There wasn’t a lot of discussion on this rule in practice or on how to apply it (beyond a fair few living roofs). However the array of buildings from various architects on display was certainly diverse, from low impact educational buildings like The Foundry, to much larger buildings like the Adnams warehouse.
I think the most diversity-celebrating and encouraging part about cradle-to-cradle is the simplicity of the “rules”. They are surely very hard to live and design within, but in the cracks between those restrictions hugely interesting things can sprout up. This again is the way nature works. The forces of evolution lead to things finding a way to eke out an existence and flourish in the most challenging of environments. Where there is waste, it will be turned into a nutrient – something will fill that niche.
One of the most exciting, and certainly the most enthusiastically delivered talks of the day (from RO&AD architects) contained a very interesting phrase: “Simplicity is compressed complexity”. I understood this to mean that when you put together a few simple rules or constraints then allow human ingenuity to go to work on them you can end up surrounded by staggering complexity and diversity. I’m hoping to write up one of their ideas here at some point so I won’t go into detail about their awesome idea for a particular building regulation reform. Suffice to say, a few small rules have the potential to play out into something much greater than the sum of their parts.
Responses to cradle-to-cradle
There were a number of completely commendable buildings discussed at the conference including the Adnams warehouse and The Foundry, both of which display cradle-to-cradle thinking in many of their aspects.
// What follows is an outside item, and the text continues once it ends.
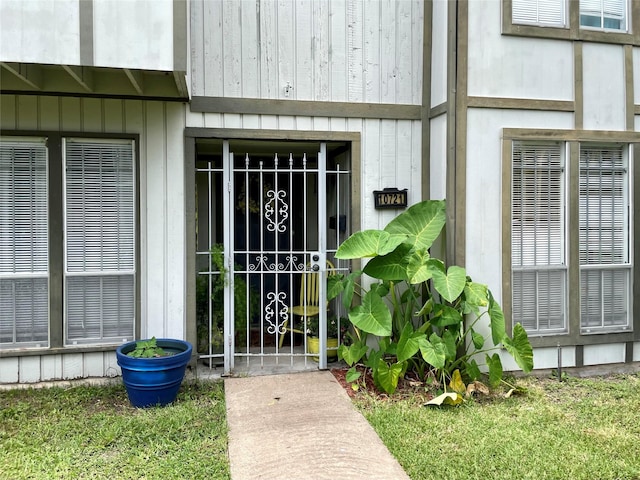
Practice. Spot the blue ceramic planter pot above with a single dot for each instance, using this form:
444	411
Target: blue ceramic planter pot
154	381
But the truth is none of them could be considered sustainable from cradle-to-cradle for one reason or another. We often talk about something being more or less sustainable, but sustainable is an absolute word. Just as you can’t be more or less pregnant, you can’t be more or less sustainable. If we don’t eventually get it just right, all we’re doing is slowly grinding away the ecological and mineral resources that sustain us. That’s a scary thought.
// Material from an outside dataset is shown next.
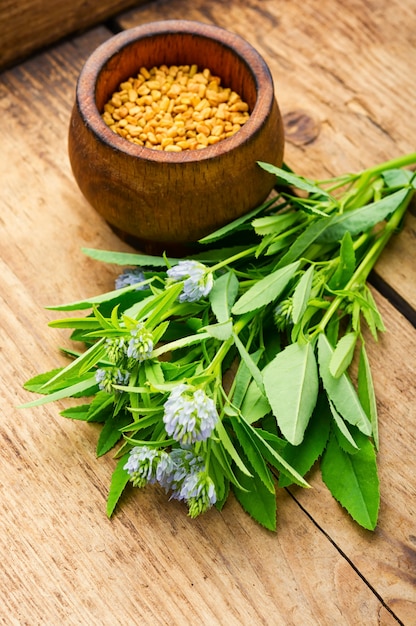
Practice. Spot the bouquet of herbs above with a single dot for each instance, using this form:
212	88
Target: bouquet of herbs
229	370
So how is it that cradle-to-cradle has attracted a diverse range of incredibly positive and happy people? I think the root of it is that many have all but done away with the concept of sustainability equalling efficiency. Eco-effectiveness is the order of the day. My concern there was that under the cradle-to-cradle principles, things should have only positive impacts. No trade-offs allowed. No off-setting, no cost-benefit analysis, no WorthIt?. This didn’t seem to be the view of many of the conference attendees and presenters, with some notable exceptions.
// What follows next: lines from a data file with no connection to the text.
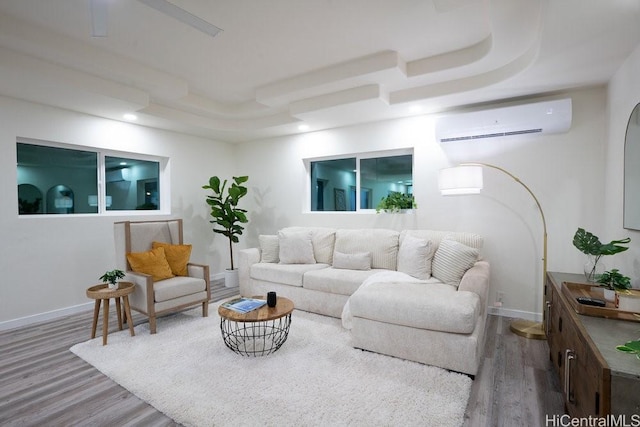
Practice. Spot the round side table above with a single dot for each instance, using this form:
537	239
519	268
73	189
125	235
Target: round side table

And boy, am I thankful for that. We need a route from here to there, and in figuring out that route there certainly is a place for all those things – if only to buy us some more time.
How to measure cradle-to-cradle
So where do we go from here? As I was sat getting during the first session very excited about how on earth you might go about measuring cradle-to-cradle, Dr Peter Bonfield of the BRE was very obviously doing exactly the same thing. In fact he seemed so excited by what was obviously also a new idea to him that his talk later on was only tangentially connected to his slides (which were mainly about the 2012 Olympics development).
And to cap it all off, his speech ended with a sincere statement of aspiration to make the first cradle-to-cradle building in the world at the BRE innovation park, and to make it soon.
The way I see it, cradle-to-cradle is an aspiration. It is about continuous improvement. A phrase that came up (sorry, I don’t remember which talk) was know your chains, improve your chains, close your chains to make them into loops. This is very much like any other continuous improvement or quality process such as ISO 9000 or SixSigma.
Another way, based around the of LCA reporting is that a way of representing the results might be in some sort of a star rating with a set of areas in which impacts (both positive and negative) can be made. I was doodling away, inspired by Dr Matthew Hunt of Royal Haskoning’s green feet (not literally!), Peter Bonfield’s enthusiasm and a conversation with Brian Murphy of GreenSpec about the BRE’s materials rating scheme and came up with something like this.
It is inevitable that some things will come with both a benefit and a cost, but we only measure either the cost, or the net effect. Balancing them up is a natural human instinct. But we ought to see the cost as what it is. For one thing, the cost may not fall on the same people as those who accrue the benefit, and they cannot always be compensated. Not everything is as easily exchanged as money. It is important to have a way to bear this in mind, and I think keeping the negatives clearly visible is a good way of doing this.
Being almost totally new to cradle-to-cradle I can see it is a very exciting idea to come across and a lot has clearly been done to make it a coherent philosophy. There is going to have to be a lot of reconfiguring of how I think about measuring the desirability or otherwise of things over the next few years.
Peter Bonfield will be doing much the same. I think he will have got back to his office at BRE, picked up a copy of cradle-to-cradle, read a few pages and wiped his fevered brow at that impulsively delivered pledge to make the first cradle-to-cradle building in the world. As if greening the Olympic Games wasn’t a hard enough task for one man!